Guest Post by Morbo
Another week, another appalling story about government-sanctioned torture in “The New Yorker.” This one comes courtesy of writer Jane Mayer. She writes about Iraqi insurgent Manadel al-Jamadi, who died in Abu Ghraib prison at the hands of the CIA in November of 2003.
The subtitle of Mayer’s article is “Can the C.I.A. legally kill a prisoner?” Apparently, the answer to that question is yes, as Mayer details. Jamadi died of suffocation after being chained to wall. His head had been covered with a plastic bag. As Mayer writes:
[Jamadi] was shackled in a crucifixion-like pose that inhibited his ability to breathe; according to forensic pathologists who have examined the case, he asphyxiated.
This happened during interrogation under Mark Swanner, a 46-year-old CIA officer. Jamadi’s death has been classified as a “homicide.” So Swanner is in prison, right? Not at all. He’s hanging out in his “handsome replica of an old-fashioned farmhouse, with a white-railed front porch” in a fast-growing outer D.C.-area Virginia suburb.
CIA internal investigators looked into the matter and determined it was serious enough to be referred to the U.S. Justice Department. Justice sent the case to U.S. Attorney Paul McNulty of the Eastern District of Virginia, who has jurisdiction over the region that includes the CIA headquarters.
And there the case has sat for more than two years. McNulty’s office claims the matter is still under investigation. McNulty, meanwhile, has been nominated to the position of deputy attorney general. Somehow, I don’t expect his investigation to be too aggressive.
Jamadi was no saint. He was accused of providing explosives for the Iraqi insurgents. When Navy SEALs stormed his house on Nov. 4, 2003, Jamadi fought back with such savagery that his stove fell on some of the SEALs. Still, there used to be this thing called “due process.” It began with a presumption of innocence.
No one bothered to extend even a modicum of rights to this guy.
Once they had Jamadi in CIA custody, Swanner and his colleagues couldn’t wait to start whaling on him. He arrived at Abu Ghraib naked from the waist down with a bag over his head. Jamadi refused to give Swanner any information, so he was taken to a “shower room” and shackled to the wall. Writes Mayer:
There was a barred window on one wall. Kenner and Nady [two soldiers], using a pair of leg shackles, attached Jamadi’s arms, which had been placed behind his back, to the bars on the window.
The window was five feet off the ground. Jamadi was 5’10”. He could stand but not kneel or sit without hanging from his arms.

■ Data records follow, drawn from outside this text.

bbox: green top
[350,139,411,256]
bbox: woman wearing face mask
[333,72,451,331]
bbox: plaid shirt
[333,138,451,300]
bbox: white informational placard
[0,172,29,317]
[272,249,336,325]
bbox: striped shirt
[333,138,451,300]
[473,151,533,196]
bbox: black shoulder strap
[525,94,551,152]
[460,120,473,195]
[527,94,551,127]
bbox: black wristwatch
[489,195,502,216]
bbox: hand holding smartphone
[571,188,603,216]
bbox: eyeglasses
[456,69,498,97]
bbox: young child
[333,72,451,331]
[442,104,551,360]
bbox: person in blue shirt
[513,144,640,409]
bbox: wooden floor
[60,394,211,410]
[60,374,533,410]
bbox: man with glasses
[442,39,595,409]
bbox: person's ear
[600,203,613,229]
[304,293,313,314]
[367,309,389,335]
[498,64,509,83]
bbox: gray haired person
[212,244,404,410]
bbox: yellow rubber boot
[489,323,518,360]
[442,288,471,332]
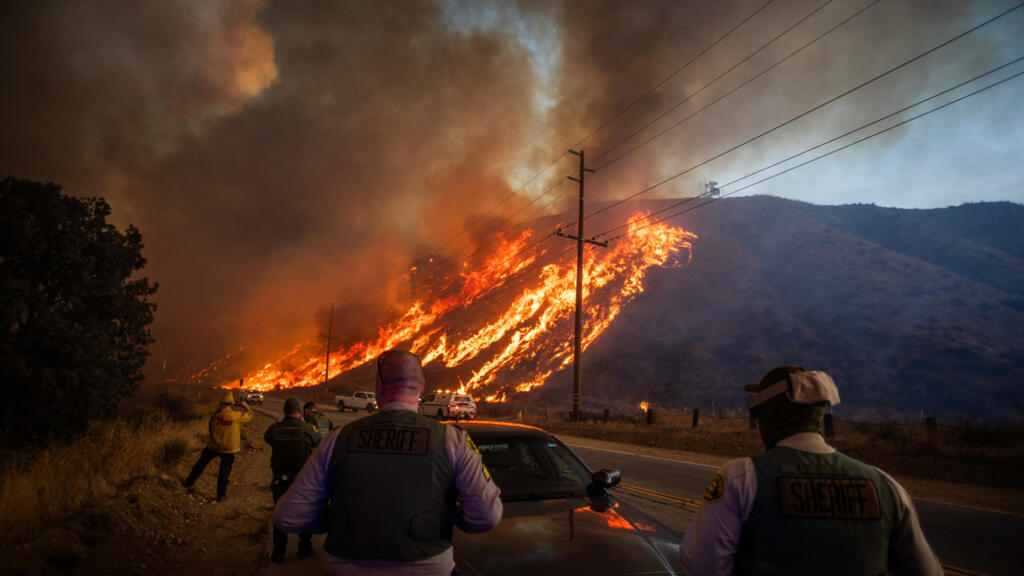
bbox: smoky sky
[0,0,1024,375]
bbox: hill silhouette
[523,197,1024,419]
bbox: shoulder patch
[705,472,725,502]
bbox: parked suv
[334,390,377,414]
[420,392,476,420]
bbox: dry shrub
[0,387,206,544]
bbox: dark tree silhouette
[0,177,157,445]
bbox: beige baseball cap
[743,366,840,409]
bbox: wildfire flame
[220,214,696,402]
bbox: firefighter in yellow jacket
[181,390,253,502]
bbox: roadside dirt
[0,412,274,576]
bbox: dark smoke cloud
[0,0,1015,376]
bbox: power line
[602,61,1024,242]
[561,0,882,228]
[571,0,774,150]
[437,0,786,258]
[586,0,1024,226]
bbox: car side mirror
[587,468,623,502]
[590,468,623,488]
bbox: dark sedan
[455,416,680,576]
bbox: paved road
[257,398,1024,576]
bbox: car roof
[452,420,551,438]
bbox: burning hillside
[231,214,696,402]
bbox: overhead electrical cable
[438,0,782,258]
[593,0,835,170]
[584,3,1024,224]
[568,0,882,225]
[570,0,774,149]
[601,61,1024,242]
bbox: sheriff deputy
[679,366,942,576]
[273,351,502,576]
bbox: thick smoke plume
[0,0,1011,377]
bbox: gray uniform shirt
[679,433,942,576]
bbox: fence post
[925,416,939,442]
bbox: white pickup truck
[334,392,377,413]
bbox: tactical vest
[265,416,312,478]
[324,410,456,561]
[733,446,895,576]
[309,412,331,439]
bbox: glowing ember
[219,214,696,404]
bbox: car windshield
[473,434,591,501]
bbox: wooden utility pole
[321,302,334,392]
[556,150,608,421]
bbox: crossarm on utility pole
[555,150,608,421]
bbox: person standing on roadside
[679,366,942,576]
[263,397,319,563]
[302,400,334,443]
[273,351,502,576]
[181,390,253,502]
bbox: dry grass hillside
[0,390,273,575]
[521,197,1024,421]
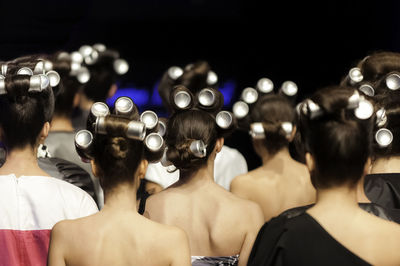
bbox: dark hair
[92,115,144,190]
[0,59,54,150]
[84,49,119,102]
[165,109,218,172]
[373,93,400,159]
[299,86,373,188]
[158,61,217,112]
[251,94,296,155]
[49,52,83,117]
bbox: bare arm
[238,203,264,266]
[230,176,249,199]
[171,229,192,266]
[47,223,66,266]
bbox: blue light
[219,80,236,107]
[106,88,150,108]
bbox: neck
[50,115,74,132]
[357,176,371,203]
[0,146,48,177]
[103,183,137,212]
[179,155,215,186]
[79,94,94,110]
[261,147,292,166]
[371,156,400,174]
[315,185,359,211]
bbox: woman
[231,94,315,221]
[49,100,190,266]
[145,90,263,265]
[249,87,400,266]
[0,57,97,265]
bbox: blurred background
[0,0,400,169]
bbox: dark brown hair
[299,86,373,188]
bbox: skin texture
[231,135,316,221]
[306,153,400,265]
[146,139,263,265]
[48,160,191,266]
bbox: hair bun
[105,137,129,159]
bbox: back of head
[49,52,83,117]
[93,116,144,190]
[166,109,218,172]
[80,44,129,102]
[0,57,54,150]
[158,61,217,112]
[251,93,296,155]
[299,87,373,188]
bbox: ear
[107,84,118,98]
[363,157,372,176]
[288,126,297,142]
[39,122,50,144]
[90,160,99,177]
[306,152,315,172]
[137,159,149,179]
[215,138,225,153]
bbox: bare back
[231,160,316,221]
[49,211,190,266]
[146,182,263,265]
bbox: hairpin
[114,96,138,117]
[167,66,183,80]
[257,78,274,93]
[375,128,393,148]
[215,111,234,130]
[144,132,165,163]
[0,75,7,95]
[207,70,218,86]
[113,58,129,75]
[1,64,8,77]
[140,110,158,130]
[348,67,364,85]
[376,108,387,127]
[249,122,265,139]
[242,87,258,104]
[279,81,298,97]
[171,86,193,110]
[75,129,93,163]
[281,122,293,138]
[189,140,207,158]
[385,73,400,91]
[358,84,375,97]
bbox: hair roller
[241,87,258,104]
[279,81,299,102]
[93,115,146,141]
[215,111,237,137]
[189,140,207,158]
[144,133,165,163]
[86,102,110,131]
[167,66,183,80]
[114,96,139,119]
[197,88,224,111]
[256,78,274,94]
[358,83,375,97]
[140,110,158,133]
[74,129,93,163]
[375,128,393,148]
[385,73,400,91]
[170,85,194,111]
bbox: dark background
[0,0,400,169]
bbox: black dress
[247,212,371,266]
[364,173,400,223]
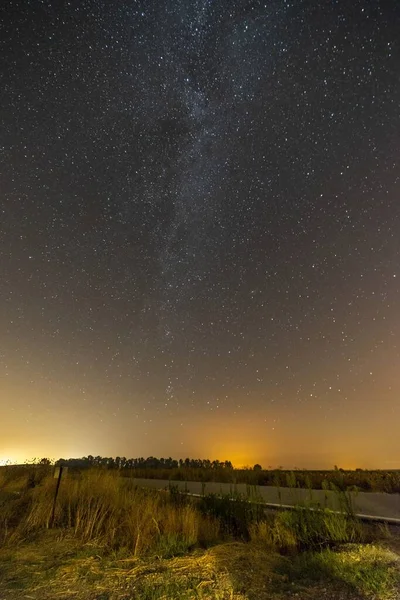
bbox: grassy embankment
[0,469,399,600]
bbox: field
[53,456,400,494]
[0,466,400,600]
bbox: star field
[0,0,400,468]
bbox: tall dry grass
[0,470,219,556]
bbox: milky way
[0,0,400,467]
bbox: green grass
[286,545,400,600]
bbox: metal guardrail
[140,485,400,525]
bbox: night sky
[0,0,400,468]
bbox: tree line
[55,454,233,470]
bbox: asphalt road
[135,478,400,522]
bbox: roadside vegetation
[38,456,400,494]
[0,464,400,600]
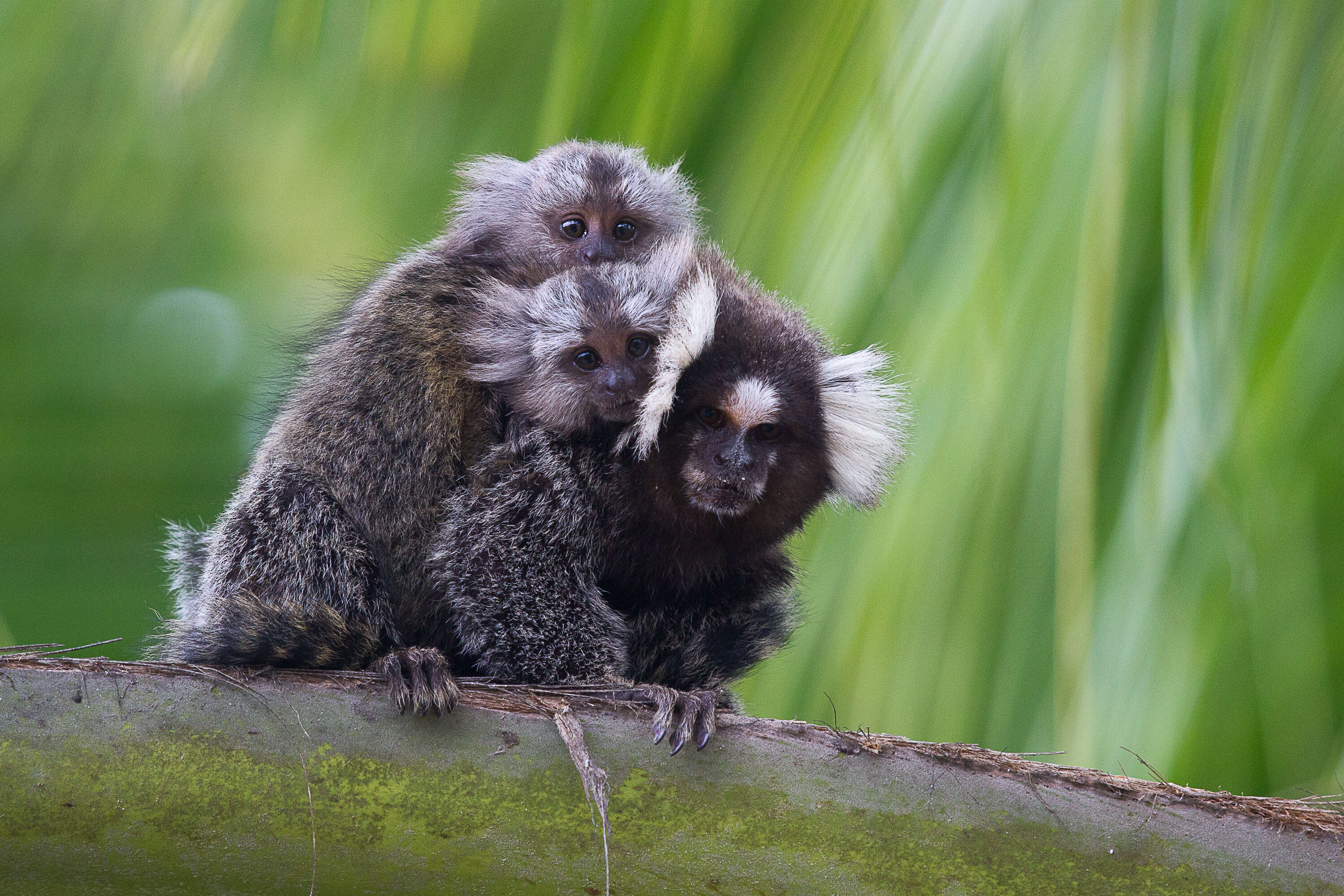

Apparently, Jamadi had broken ribs, and being hung that way hastened asphyxiation.
In previous posts I’ve complained about Americans’ inability to grasp the moral argument against torture and deplored the brutality of the Bush administration, which seems so eager to employ the most vicious and appalling forms of abuse. I’ve pointed out that even if guys like Jamadi do bad things, we only demean ourselves when we sink to their level by endorsing the use of torture.
If those arguments aren’t persuasive, here’s a pragmatic one: The CIA was so eager to start beating up Jamadi that it undercut its effort to get information out of him. Agency interrogators ended up having him in custody for only a few hours before he died. Dead men have a hard time giving you the information you seek.
As Jamadi lay dead, Swanner was asked to explain what had happened. During his statement, Swanner admitted that he “did not get any information out of the prisoner.”
The results might have been different — if Swanner had treated Jamadi like a human being.